United States Ambassador to Slovenia
- Chargé d’Affaires
- In office January 20, 2021 – February 17, 2022
- President: Joe Biden
- Preceded by: Lynda Blanchard
- Succeeded by: Jamie L. Harpootlian

Personal details
- Alma mater: University of Iowa (BS); George Washington University (MS);

= Susan K. Falatko =

American diplomat

Susan K. Falatko is an American diplomat who had served Chargé d'affaires to Bulgaria from February 18 to May 16, 2025. She had served as U.S. Chargé d’Affaires ad interim to Slovenia between January 20, 2021 – February 17, 2022.

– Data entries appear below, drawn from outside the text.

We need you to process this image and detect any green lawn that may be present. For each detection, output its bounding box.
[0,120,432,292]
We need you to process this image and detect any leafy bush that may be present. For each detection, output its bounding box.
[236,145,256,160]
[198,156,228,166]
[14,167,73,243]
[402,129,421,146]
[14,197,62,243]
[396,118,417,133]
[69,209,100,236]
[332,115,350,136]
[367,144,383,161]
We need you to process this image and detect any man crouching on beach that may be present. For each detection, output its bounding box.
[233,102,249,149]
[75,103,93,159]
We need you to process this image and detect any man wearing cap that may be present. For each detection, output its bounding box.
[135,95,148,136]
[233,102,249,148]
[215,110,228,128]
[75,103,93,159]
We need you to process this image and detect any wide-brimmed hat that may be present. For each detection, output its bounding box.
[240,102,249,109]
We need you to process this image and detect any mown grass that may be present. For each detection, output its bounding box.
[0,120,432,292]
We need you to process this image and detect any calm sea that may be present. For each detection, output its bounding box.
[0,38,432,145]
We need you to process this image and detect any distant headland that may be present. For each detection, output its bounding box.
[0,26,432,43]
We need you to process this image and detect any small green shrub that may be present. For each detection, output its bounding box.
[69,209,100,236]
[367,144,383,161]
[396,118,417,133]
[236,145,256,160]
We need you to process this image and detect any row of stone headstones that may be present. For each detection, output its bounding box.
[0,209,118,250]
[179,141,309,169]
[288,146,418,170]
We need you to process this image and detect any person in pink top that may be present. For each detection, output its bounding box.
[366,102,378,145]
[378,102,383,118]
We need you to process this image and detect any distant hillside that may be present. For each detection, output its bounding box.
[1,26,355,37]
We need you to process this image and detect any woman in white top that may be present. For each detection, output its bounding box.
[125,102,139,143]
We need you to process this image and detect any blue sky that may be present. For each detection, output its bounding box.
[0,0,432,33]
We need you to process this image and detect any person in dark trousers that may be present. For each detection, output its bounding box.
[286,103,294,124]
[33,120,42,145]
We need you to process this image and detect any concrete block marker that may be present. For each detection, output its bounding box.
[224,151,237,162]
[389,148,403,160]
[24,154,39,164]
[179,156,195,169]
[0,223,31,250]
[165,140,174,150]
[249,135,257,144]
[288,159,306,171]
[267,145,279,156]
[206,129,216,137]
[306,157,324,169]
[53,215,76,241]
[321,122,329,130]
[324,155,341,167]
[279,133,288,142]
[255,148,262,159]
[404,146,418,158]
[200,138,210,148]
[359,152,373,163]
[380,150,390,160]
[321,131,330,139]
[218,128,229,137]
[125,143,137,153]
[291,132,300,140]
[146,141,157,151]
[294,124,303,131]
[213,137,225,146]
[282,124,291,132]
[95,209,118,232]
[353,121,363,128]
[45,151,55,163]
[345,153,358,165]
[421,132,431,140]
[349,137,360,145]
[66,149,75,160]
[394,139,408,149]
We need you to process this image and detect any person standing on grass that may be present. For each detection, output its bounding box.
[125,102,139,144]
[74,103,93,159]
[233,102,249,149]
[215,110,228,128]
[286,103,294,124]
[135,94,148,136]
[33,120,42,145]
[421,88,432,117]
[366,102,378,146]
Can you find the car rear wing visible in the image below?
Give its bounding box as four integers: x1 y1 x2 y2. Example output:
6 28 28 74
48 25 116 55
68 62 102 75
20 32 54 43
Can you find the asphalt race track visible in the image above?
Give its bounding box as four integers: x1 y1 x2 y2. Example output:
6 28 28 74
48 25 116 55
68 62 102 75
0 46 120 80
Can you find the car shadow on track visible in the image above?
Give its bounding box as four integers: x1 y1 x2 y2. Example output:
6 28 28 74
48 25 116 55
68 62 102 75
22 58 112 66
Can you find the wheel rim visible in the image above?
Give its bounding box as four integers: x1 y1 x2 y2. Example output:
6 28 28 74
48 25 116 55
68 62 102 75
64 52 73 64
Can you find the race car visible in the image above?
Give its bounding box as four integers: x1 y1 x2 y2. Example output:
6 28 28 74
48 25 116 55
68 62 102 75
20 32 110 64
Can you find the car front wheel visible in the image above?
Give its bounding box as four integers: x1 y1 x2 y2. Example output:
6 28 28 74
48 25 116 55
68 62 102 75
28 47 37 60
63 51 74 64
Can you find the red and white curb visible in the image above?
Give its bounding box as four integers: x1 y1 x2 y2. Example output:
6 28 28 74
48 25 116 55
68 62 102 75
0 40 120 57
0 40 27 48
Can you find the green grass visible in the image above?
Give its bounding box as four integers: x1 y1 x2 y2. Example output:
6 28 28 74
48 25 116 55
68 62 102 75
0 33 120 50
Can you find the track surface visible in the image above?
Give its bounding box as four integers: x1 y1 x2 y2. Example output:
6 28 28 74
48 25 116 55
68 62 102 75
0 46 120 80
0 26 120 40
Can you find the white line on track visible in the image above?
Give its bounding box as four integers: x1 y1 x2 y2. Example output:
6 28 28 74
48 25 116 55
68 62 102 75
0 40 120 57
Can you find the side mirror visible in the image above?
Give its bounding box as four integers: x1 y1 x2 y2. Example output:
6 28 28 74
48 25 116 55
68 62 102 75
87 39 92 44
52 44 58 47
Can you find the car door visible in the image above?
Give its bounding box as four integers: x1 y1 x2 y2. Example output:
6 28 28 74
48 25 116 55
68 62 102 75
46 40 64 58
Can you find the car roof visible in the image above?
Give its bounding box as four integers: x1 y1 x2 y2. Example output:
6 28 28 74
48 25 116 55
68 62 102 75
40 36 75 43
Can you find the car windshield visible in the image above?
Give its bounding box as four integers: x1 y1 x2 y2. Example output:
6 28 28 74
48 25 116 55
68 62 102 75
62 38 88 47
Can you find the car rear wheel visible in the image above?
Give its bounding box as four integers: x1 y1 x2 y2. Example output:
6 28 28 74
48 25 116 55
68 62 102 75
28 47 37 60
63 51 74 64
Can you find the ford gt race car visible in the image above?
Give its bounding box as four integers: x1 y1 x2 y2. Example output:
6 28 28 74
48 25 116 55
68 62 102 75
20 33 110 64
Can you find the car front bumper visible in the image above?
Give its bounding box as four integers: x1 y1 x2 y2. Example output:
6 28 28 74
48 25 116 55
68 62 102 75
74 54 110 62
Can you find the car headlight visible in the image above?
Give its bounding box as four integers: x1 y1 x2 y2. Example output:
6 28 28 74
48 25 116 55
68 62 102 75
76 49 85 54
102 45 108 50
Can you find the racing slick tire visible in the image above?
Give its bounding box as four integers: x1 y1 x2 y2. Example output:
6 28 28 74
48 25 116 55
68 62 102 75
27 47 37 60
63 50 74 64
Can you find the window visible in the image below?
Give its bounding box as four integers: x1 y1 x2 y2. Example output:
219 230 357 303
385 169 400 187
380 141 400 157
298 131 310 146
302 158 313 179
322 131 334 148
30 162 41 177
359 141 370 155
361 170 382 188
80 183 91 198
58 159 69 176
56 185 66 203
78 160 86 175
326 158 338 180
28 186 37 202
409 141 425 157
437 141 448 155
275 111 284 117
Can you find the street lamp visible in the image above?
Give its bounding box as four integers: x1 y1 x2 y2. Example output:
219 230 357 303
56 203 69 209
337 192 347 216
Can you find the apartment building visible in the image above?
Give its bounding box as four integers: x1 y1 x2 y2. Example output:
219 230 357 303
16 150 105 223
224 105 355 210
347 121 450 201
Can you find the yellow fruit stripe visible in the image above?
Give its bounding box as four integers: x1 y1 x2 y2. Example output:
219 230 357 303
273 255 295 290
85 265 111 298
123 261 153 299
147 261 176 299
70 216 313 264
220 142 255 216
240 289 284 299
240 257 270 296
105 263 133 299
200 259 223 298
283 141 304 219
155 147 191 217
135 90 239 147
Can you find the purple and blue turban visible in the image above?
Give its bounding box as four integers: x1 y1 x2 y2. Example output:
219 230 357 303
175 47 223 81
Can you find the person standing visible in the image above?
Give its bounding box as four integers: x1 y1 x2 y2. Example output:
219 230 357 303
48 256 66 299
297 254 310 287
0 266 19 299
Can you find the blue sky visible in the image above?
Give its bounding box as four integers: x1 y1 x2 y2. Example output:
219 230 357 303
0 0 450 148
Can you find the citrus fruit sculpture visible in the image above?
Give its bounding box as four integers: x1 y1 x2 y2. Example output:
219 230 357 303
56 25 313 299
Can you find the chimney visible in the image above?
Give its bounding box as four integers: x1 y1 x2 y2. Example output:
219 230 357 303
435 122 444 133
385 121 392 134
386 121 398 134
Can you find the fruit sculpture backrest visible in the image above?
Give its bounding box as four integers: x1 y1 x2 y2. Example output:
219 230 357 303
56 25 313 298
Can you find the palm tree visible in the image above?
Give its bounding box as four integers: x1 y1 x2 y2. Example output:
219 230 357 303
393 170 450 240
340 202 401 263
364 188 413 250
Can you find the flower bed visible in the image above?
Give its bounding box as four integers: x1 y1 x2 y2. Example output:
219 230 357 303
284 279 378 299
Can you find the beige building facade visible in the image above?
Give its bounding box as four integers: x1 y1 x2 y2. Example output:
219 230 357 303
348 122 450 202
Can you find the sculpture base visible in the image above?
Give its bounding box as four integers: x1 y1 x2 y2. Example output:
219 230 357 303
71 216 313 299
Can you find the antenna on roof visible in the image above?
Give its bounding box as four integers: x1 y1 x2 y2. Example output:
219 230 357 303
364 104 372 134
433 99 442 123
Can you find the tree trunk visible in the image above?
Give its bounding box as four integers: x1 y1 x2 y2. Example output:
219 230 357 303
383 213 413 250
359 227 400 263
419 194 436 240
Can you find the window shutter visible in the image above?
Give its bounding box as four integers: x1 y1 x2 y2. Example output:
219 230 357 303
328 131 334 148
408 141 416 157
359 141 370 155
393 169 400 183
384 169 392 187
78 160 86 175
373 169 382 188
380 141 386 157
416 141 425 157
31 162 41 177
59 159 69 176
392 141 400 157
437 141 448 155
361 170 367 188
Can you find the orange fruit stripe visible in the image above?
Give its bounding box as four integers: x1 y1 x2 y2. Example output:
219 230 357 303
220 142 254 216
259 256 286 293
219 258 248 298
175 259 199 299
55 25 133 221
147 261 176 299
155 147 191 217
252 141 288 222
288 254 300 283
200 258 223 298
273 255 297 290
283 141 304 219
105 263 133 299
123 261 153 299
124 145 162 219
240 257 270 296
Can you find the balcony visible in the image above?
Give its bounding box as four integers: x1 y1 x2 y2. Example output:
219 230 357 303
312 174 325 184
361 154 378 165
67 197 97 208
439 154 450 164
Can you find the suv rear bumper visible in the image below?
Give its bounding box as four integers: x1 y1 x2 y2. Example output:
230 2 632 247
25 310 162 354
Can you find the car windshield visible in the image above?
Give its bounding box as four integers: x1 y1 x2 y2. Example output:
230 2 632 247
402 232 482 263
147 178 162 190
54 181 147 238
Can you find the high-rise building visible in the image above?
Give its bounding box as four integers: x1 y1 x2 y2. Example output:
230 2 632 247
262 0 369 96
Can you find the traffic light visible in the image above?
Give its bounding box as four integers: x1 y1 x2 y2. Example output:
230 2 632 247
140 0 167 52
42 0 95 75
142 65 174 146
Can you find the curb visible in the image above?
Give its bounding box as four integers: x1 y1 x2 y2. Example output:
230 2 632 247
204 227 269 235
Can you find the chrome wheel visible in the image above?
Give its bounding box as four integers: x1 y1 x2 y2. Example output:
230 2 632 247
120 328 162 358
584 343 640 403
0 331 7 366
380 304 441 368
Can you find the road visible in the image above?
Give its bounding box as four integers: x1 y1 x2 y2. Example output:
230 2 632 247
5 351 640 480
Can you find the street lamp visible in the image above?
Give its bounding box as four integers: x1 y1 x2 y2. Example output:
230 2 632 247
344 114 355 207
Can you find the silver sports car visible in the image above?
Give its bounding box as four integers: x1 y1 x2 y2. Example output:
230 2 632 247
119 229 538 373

== Early life and education ==
Falatko graduated from the University of Iowa in 1990 with a Bachelor of Science in psychology, and in 1997, a Master of Science in international relations from George Washington University. She is fluent in English, French and Spanish.

== Career ==
Falatko has a lengthy career serving in numerous positions in the Department of State. Originally, she served as an economic advisor in Bamako between 1999 and 2001, Havana between 2001 and 2003, and Sarajevo between 2006 and 2009. Falatko later served as Deputy head of mission at the United States Embassy in Mauritius and Seychelles between 2013 and 2016, and then served another role in 2017 at the Western Balkans.

On January 20, 2021, Falatko became the U.S. Chargé d’Affaires ad interim to Slovenia after the inauguration of Joe Biden, succeeding Lynda Blanchard. She remained in this position until February 17, 2022, after Jamie L. Harpootlian presented her credentials.

Prior to joining the United States Department of State, she taught English in Tokyo, Bangkok, Prague, and Washington.